Ozan Ünal’ın bronz heykelleri, sadece birer form değil, insanın insana açtığı birer alan gibidir. Bronzun asaleti, figürlerin zamanla olan bağını gevşetir; onları çağlardan azade, mekânlardan bağımsız, varoluşsal bir eşiğe yerleştirir. Bu eşiğin dili yoktur; ama hissi vardır. Heykeller konuşmaz; çünkü suskunluk burada bir ifade biçimidir. Michelangelo’nun “heykel zaten taşın içindeydi, ben fazlasını aldım” sözünü hatırlatırcasına, Ünal da fazlalıkları çekmiş, iki figür arasında kalan boşluğu da bir biçim olarak tanımlamıştır.

Bu iki kişilik evren, yalnızca estetik bir öneri değildir. Aynı zamanda derin bir mitolojik ve felsefi çağrışım taşır. İkilik, insanlık tarihinin en eski anlatı biçimlerinden biridir. Kastor ve Polluks’un gökyüzünde birleşen kardeşliği, Eros ve Psykhe’nin görünmeden duyduğu aşkı, Orpheus’un Eurydice’ye son bakışı… Tüm bu anlatılar, iki varlık arasındaki görünmez bağın, görünür olandan daha derin olabileceğini söyler. Ünal’ın figürleri de bu mitolojik belleği çağırır; yalnızca bedensel bir birliktelik değil, ruhsal bir dayanışma inşa eder.

Serginin sunduğu bu ilişkisel yapı, çağdaş sanatın kuramsal alanında da yankı bulur. Burada Jean-Luc Nancy’nin “singular plural being” kavramından da söz edilebilir. Yani özne, kendi başına değil; başkasıyla birlikte düşünülmelidir. Bu heykeller, iki figürün birbirini tamamlamasından değil, birbirine boşlukları içinde yer açmasından doğan bir varoluşu önerir.
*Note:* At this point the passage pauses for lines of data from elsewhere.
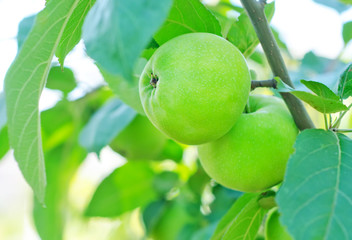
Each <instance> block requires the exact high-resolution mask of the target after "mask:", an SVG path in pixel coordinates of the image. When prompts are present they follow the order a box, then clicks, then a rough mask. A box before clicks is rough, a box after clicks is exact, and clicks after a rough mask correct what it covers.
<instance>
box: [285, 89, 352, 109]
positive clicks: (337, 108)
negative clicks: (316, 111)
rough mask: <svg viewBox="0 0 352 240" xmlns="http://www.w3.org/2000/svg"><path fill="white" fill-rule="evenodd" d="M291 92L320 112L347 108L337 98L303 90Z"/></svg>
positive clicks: (345, 108) (346, 108)
mask: <svg viewBox="0 0 352 240" xmlns="http://www.w3.org/2000/svg"><path fill="white" fill-rule="evenodd" d="M291 93H292V94H293V95H295V96H296V97H298V98H299V99H301V100H302V101H304V102H306V103H308V104H309V105H310V106H312V107H313V108H315V109H316V110H317V111H319V112H321V113H335V112H340V111H345V110H348V108H347V107H346V106H345V105H344V104H343V103H342V102H340V101H339V100H335V99H330V98H324V97H322V96H317V95H314V94H312V93H309V92H304V91H293V92H291Z"/></svg>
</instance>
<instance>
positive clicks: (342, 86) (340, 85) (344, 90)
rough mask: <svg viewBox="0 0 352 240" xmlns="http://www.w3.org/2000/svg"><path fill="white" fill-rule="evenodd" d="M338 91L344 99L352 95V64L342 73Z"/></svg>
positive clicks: (339, 82)
mask: <svg viewBox="0 0 352 240" xmlns="http://www.w3.org/2000/svg"><path fill="white" fill-rule="evenodd" d="M337 91H338V94H339V96H340V97H341V98H342V99H346V98H348V97H350V96H352V64H350V65H349V66H348V67H347V68H346V70H345V71H344V72H343V73H342V74H341V76H340V81H339V86H338V90H337Z"/></svg>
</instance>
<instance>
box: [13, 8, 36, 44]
mask: <svg viewBox="0 0 352 240" xmlns="http://www.w3.org/2000/svg"><path fill="white" fill-rule="evenodd" d="M36 16H37V15H36V14H35V15H31V16H29V17H25V18H23V19H22V20H21V22H20V23H19V24H18V32H17V48H18V50H20V49H21V47H22V44H23V43H24V41H25V40H26V38H27V36H28V34H29V32H30V31H31V29H32V27H33V25H34V21H35V17H36Z"/></svg>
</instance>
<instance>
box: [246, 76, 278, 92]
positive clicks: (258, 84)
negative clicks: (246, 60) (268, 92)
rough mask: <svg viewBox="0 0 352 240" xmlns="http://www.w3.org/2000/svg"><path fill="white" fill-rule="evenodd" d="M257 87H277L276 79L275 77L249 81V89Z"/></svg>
mask: <svg viewBox="0 0 352 240" xmlns="http://www.w3.org/2000/svg"><path fill="white" fill-rule="evenodd" d="M257 87H269V88H277V81H276V80H275V79H269V80H258V81H251V90H252V91H253V90H254V89H256V88H257Z"/></svg>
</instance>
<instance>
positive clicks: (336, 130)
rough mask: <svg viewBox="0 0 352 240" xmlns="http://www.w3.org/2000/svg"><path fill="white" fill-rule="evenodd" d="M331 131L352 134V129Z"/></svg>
mask: <svg viewBox="0 0 352 240" xmlns="http://www.w3.org/2000/svg"><path fill="white" fill-rule="evenodd" d="M330 130H331V131H333V132H341V133H348V132H352V129H338V128H330Z"/></svg>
Bu sergi, aynı zamanda bir karşı duruş: hız çağında yavaşlamaya, gürültü çağında susmaya, tahakküm çağında birlikte var olmaya yönelik bir estetik önerme gibi karşımıza çıkar. Figürlerin aralarındaki boşluk, belki de en dolu yerdir. Çünkü orada karşılıklı bir kabul, bir tanıma ve bir eşlik etme hali vardır. Bu iki kişilik dünya, bireyin ötekine açılabileceği en sade, en direngen, en kırılgan ama en kalıcı formu taşır.

Ve belki yalnızca bir anlıktır bu dünya—bir rüya, bir bakış, bir nefes kadar kısa süren bir zaman parçası. Ama o an, insanın insana kurabileceği en incelikli evi, en dirençli bağı ve en sahici zamanı barındırır.

Bu heykeller, bir anlatıdan çok bir hatırlatma gibidir. İnsan, bir diğer insanla birlikte olduğunda eksilmez. Aksine, kendi yerini bulur. Çünkü bazen en büyük dünyalar, yalnızca iki kişiyle kurulur.